There is no evidence of documentation of the wound on Wednesday 04/08/15.

The first documented measurement of a wound was on Thursday 04/09/15 at 1:29AM. The wound was described as a Stage II on the Coccyx with a measurement of length 1 centimeter (cm) and width of 0.5cm.

On 04/09/15 at 9:34AM the measurement of the Coccyx Stage II was documented as length, 1cm by width, 1 centimeter.

On 04/11/15 at 9:00AM the Ulcer was documented as a Coccyx Stage I.

On 04/12/15 at 7:25PM the Ulcer was documented as Buttock/Coccyx Stage II.

On 04/15/15 at 9:15PM two (2) Ulcers were documented as Left and Right Buttocks Stage II with only one (1) measurement of length, 2cm and no width measurement.

An interview with Staff #9 on 04/16/15 at 10:30AM revealed that measurements are to be completed every Wednesday and that each wound should have a length and width measurement.

Staff Members #3 and #6 were present upon review of the chart and agreed that there were inconsistencies in documentation of the Skin Pressure Ulcer as noted above.

Medical Record review revealed that Patient #17 presented to the Emergency Department on 11/24/14 with a chief complaint of Altered Mental Status, and a history of Mental Disability, Asthma, Obesity, Hypertension, and Bipolar Affective Disorder.

On 12/23/14 at 10:47AM, Patient #17 was noted to have one (1) "Stage II pressure ulcer on the right buttock" on the Nursing Skin Assessment Flow Sheet with no Pressure Ulcer measurements documented.
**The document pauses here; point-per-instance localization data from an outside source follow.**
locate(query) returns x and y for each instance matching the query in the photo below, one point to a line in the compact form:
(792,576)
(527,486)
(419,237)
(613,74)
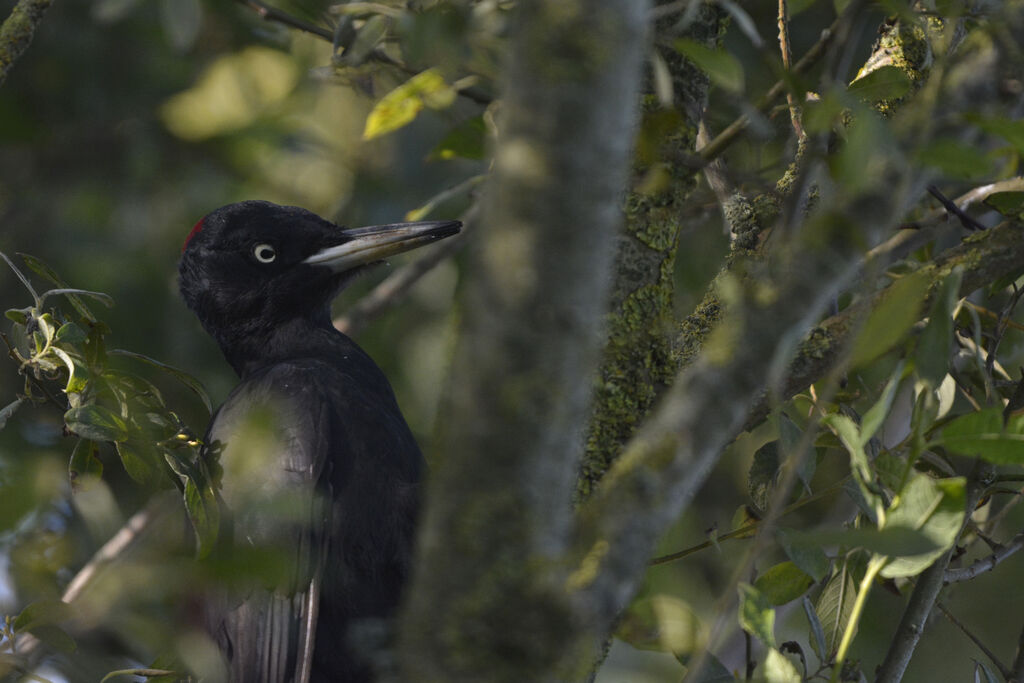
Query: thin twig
(268,13)
(974,639)
(985,563)
(785,48)
(272,14)
(732,131)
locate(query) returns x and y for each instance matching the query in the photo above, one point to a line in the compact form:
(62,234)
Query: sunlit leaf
(782,583)
(883,83)
(401,105)
(808,556)
(77,375)
(835,607)
(723,69)
(756,614)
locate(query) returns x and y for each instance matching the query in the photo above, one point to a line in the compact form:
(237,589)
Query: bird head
(256,263)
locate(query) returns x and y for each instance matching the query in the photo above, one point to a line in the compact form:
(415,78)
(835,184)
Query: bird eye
(264,253)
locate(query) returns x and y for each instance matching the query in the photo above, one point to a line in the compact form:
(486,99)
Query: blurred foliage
(128,120)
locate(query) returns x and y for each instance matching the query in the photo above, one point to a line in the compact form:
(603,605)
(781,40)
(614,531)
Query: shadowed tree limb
(497,518)
(926,591)
(17,30)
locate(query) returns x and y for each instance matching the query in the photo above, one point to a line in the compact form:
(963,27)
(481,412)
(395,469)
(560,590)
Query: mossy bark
(637,361)
(488,601)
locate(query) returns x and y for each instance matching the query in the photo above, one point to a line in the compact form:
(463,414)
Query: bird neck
(250,347)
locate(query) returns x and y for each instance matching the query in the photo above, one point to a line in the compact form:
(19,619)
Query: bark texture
(488,601)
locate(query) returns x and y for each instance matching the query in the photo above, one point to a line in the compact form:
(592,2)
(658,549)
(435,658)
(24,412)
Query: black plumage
(316,463)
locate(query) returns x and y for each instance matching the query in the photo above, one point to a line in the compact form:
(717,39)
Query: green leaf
(982,435)
(835,607)
(8,411)
(892,542)
(817,632)
(140,460)
(933,508)
(807,556)
(1009,204)
(49,273)
(762,476)
(849,434)
(204,513)
(779,670)
(954,159)
(18,315)
(468,140)
(935,345)
(783,583)
(883,83)
(877,415)
(179,375)
(95,422)
(42,612)
(711,671)
(84,461)
(401,105)
(891,318)
(77,375)
(756,614)
(369,36)
(723,69)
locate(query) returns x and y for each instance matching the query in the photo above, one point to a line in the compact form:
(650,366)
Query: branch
(926,591)
(268,13)
(732,131)
(985,563)
(16,32)
(497,519)
(974,639)
(146,524)
(985,257)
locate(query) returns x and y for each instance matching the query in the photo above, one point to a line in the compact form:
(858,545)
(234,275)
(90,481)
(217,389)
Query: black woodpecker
(314,461)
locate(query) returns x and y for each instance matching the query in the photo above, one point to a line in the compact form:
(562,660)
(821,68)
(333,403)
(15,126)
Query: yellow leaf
(401,105)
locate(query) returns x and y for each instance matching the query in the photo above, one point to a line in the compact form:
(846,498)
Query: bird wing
(272,440)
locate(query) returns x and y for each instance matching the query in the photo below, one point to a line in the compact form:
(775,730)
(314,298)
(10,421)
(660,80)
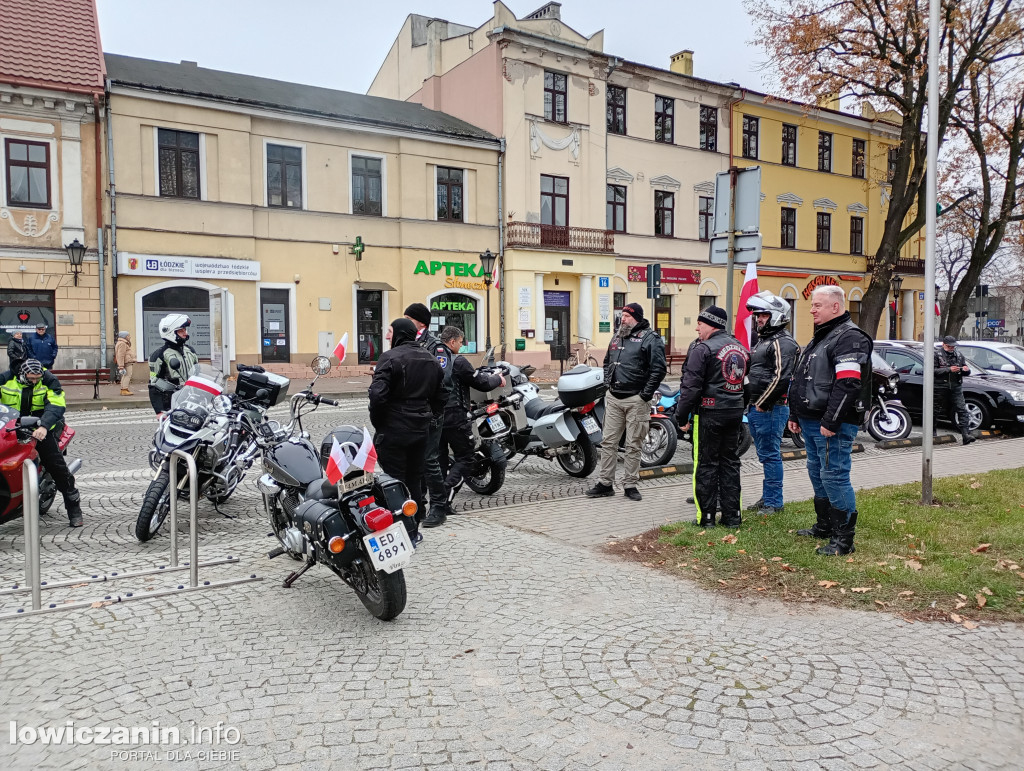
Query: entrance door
(370,326)
(273,312)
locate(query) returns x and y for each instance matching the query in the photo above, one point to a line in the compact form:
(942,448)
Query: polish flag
(337,464)
(744,318)
(366,459)
(339,349)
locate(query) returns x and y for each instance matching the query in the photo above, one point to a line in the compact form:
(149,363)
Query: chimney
(682,62)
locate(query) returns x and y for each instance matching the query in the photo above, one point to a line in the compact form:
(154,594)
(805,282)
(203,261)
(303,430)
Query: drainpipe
(99,230)
(114,212)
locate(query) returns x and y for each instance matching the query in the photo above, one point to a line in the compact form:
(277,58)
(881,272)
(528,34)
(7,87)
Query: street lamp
(76,253)
(897,282)
(487,263)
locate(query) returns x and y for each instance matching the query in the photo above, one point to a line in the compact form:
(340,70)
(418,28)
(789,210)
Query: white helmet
(171,324)
(766,302)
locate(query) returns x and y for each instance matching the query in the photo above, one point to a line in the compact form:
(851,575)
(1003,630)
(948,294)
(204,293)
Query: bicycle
(581,354)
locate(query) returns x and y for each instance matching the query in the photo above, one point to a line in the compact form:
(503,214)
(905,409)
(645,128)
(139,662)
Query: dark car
(990,398)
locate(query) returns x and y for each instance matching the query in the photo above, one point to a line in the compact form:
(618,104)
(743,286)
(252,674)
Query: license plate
(389,549)
(361,480)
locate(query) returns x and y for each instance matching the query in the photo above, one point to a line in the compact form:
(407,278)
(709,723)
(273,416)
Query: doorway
(275,344)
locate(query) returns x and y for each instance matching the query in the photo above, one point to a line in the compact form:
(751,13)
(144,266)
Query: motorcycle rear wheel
(156,507)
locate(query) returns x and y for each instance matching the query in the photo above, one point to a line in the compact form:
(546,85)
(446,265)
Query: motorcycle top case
(249,383)
(581,385)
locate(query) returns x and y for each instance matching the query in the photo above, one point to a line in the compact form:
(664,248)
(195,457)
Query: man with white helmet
(772,359)
(172,362)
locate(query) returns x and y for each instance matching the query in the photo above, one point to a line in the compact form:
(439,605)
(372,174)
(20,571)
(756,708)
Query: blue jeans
(828,462)
(766,430)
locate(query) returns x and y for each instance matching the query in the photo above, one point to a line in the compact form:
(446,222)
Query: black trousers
(53,461)
(457,453)
(716,474)
(402,455)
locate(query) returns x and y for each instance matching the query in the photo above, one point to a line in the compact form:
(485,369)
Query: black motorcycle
(358,527)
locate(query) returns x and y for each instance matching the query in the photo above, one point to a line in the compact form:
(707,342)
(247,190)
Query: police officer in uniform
(712,388)
(37,392)
(172,362)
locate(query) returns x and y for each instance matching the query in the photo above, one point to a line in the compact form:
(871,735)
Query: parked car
(991,399)
(997,358)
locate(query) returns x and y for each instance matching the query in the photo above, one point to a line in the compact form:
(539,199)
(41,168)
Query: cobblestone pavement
(517,650)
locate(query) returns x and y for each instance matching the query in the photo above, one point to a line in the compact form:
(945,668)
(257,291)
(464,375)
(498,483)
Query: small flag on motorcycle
(339,349)
(337,464)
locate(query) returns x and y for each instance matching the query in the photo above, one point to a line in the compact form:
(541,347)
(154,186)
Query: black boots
(73,503)
(844,524)
(822,527)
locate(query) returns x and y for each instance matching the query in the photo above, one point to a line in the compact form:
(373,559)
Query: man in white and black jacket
(772,359)
(634,367)
(826,402)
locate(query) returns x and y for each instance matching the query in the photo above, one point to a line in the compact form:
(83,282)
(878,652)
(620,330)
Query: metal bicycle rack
(33,583)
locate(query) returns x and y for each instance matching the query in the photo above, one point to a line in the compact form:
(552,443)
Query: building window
(824,151)
(859,153)
(178,163)
(615,208)
(706,208)
(368,187)
(893,160)
(750,136)
(788,240)
(616,110)
(554,97)
(788,144)
(824,232)
(28,173)
(554,201)
(856,234)
(709,128)
(284,176)
(665,204)
(450,194)
(663,119)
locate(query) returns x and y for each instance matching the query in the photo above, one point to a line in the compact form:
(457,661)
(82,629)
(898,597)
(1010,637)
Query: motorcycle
(16,448)
(209,425)
(358,528)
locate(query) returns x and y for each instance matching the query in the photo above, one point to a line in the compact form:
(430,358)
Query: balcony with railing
(559,238)
(904,265)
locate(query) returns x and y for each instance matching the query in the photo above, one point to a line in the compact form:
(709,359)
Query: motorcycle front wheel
(897,426)
(581,460)
(156,507)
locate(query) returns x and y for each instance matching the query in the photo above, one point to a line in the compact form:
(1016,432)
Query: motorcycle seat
(539,408)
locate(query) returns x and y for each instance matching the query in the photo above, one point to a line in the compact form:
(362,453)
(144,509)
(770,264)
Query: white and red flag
(337,464)
(366,459)
(744,318)
(339,349)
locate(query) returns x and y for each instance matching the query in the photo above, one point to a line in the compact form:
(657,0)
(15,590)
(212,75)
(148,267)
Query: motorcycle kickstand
(297,574)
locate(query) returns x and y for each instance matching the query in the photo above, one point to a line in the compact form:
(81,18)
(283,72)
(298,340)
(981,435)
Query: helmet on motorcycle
(170,324)
(766,302)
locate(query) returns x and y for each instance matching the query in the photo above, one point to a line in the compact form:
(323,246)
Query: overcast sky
(341,43)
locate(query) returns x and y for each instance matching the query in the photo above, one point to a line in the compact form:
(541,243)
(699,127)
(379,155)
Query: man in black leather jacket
(767,390)
(712,389)
(406,395)
(950,367)
(826,402)
(634,367)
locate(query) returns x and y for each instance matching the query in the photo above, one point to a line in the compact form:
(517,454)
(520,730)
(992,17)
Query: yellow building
(263,188)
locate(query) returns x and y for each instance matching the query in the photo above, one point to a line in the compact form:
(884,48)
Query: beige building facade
(269,190)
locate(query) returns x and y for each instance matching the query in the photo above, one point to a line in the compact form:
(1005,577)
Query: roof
(51,44)
(187,79)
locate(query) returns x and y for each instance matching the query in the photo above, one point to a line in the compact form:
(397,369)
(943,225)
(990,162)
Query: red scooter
(16,447)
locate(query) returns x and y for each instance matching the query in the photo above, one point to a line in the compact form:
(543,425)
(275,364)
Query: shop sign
(187,267)
(818,281)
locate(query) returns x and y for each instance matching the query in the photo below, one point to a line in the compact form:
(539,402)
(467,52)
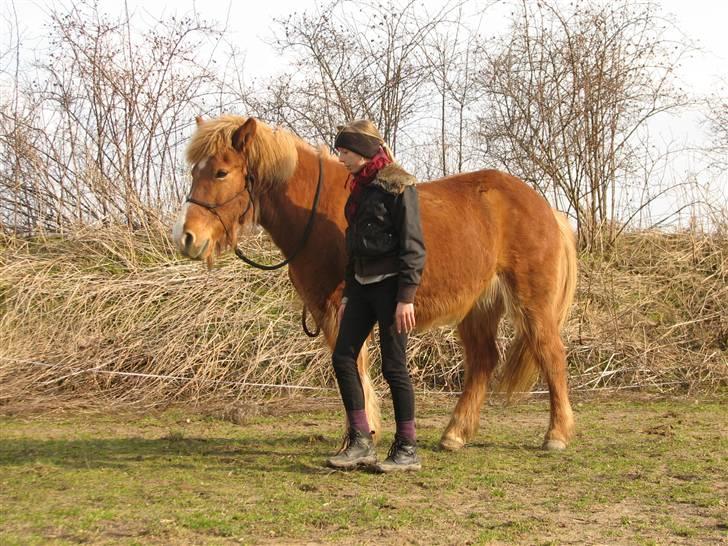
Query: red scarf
(365,175)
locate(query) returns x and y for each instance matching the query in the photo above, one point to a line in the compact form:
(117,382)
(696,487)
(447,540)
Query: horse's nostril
(189,239)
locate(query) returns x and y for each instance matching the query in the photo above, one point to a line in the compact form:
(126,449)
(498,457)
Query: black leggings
(367,304)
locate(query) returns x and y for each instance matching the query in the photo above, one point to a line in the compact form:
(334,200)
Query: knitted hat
(360,137)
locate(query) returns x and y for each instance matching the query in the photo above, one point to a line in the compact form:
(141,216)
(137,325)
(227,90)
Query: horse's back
(477,225)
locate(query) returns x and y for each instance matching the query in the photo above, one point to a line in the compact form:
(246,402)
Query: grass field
(640,471)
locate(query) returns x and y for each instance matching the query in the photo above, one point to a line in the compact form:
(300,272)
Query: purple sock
(358,420)
(406,429)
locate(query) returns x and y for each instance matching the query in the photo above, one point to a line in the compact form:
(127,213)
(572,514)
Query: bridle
(249,181)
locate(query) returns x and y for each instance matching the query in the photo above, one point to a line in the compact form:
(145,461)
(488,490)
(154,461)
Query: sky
(250,28)
(250,22)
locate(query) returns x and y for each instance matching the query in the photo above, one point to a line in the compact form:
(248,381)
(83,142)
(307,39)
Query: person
(386,256)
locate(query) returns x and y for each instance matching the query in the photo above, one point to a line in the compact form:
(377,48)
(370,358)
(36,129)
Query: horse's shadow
(289,453)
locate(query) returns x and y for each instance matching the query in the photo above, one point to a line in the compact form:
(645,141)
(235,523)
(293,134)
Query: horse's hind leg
(547,349)
(478,332)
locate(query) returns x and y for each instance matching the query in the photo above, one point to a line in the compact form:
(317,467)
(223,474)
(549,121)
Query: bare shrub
(114,316)
(569,92)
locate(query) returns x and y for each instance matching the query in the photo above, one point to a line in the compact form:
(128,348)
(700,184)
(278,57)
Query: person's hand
(404,317)
(340,314)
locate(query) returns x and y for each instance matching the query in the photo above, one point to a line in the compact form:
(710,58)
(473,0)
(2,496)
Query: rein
(249,179)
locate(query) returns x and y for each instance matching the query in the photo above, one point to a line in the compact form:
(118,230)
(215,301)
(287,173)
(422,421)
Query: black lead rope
(306,231)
On 12/28/14 at 5:17PM Patient #17 had a description for Wound #1 on the Nursing Skin Assessment Flow Sheet of "epithelialization and granulation without eschar or slough underneath Right Leg". Wound #1 had previously been identified as a Right-Hand Skin Tear on 12/28/14 at 1:05AM, and again on 12/29/14 at 1:39AM.

On 12/29/14 at 9:42AM Patient #17 was documented as having, "skin intact" by the Dietitian.

On 12/30/14 at 6:43PM Patient #17 was noted to have, "Skin within defined limits (WDL) without pressure ulcers" on the Nursing Skin Assessment Flow Sheet despite the documented Pressure Ulcer noted on 12/23/14.

On 01/01/15 at 4:50AM the patient was noted to have "Skin WDL" on the Nursing Skin Assessment Flow Sheet. However, at 11:00AM on 01/01/15, the patient was noted to have Wound #1 (Right-hand skin tear) and Pressure Ulcer #1 (Right buttocks Stage II 2x3cm); Pressure Ulcer #2 (Left upper buttocks Stage II); Pressure Ulcer #3 (Left buttocks Stage II) and Pressure Ulcer #4 (Shearing injury to left inner thigh).

On 01/02/15 at 1:27AM Patient #17 was noted as having "Skin WDL and no pressure ulcers" on the Nursing Skin Assessments/Flow Sheets.

During interviews with Staff Members #1 and #2 on 04/17/15 at 10:55AM, the staff members agreed with findings.

The Policy titled "Pressure Ulcer: Prevention, Assessment and Management" dated May 2013, documents the definitions of a Pressure Ulcer and reviews the Classification System. This Policy indicates to "assess and inspect skin daily and as indicated by patient's condition". The Nurse is directed to document the Pressure Ulcer Assessment and monitor them on admission to the health care setting, at minimum weekly, and with any signs of skin/wound deterioration. Under Documentation, the Policy states that "all prevention, assessment and management strategies are to be documented in the patient's Medical Record".

The tool titled "Pressure Ulcer Documentation in the EMR (Electronic Medical Record)", indicated that the following areas must be addressed:

Location/Stage
Dressing Appearance
Length in cm/Width in cm
Wound Depth, etc.

It further advises that there should be a weekly assessment which must include updated measurements and assessment of the appearance of the wound as well as the Stage. The Wound Bundle should be completed with the shift assessment.

The North Shore-LIJ Health System Pressure Ulcer Performance Measurements in the Pressure Ulcer Prevention Tool Kit documents that "Registered Nurses are responsible for assessing patient on admission and each shift. If a patient has pressure ulcer(s), the nurse does a complete wound assessment when a pressure ulcer is first identified, weekly, as condition of pressure ulcer changes, and when a patient with a pressure ulcer is transferred from another unit. The electronic medical record documentation is done on the Patient Profile and the Assessment and Intervention Flow Sheets.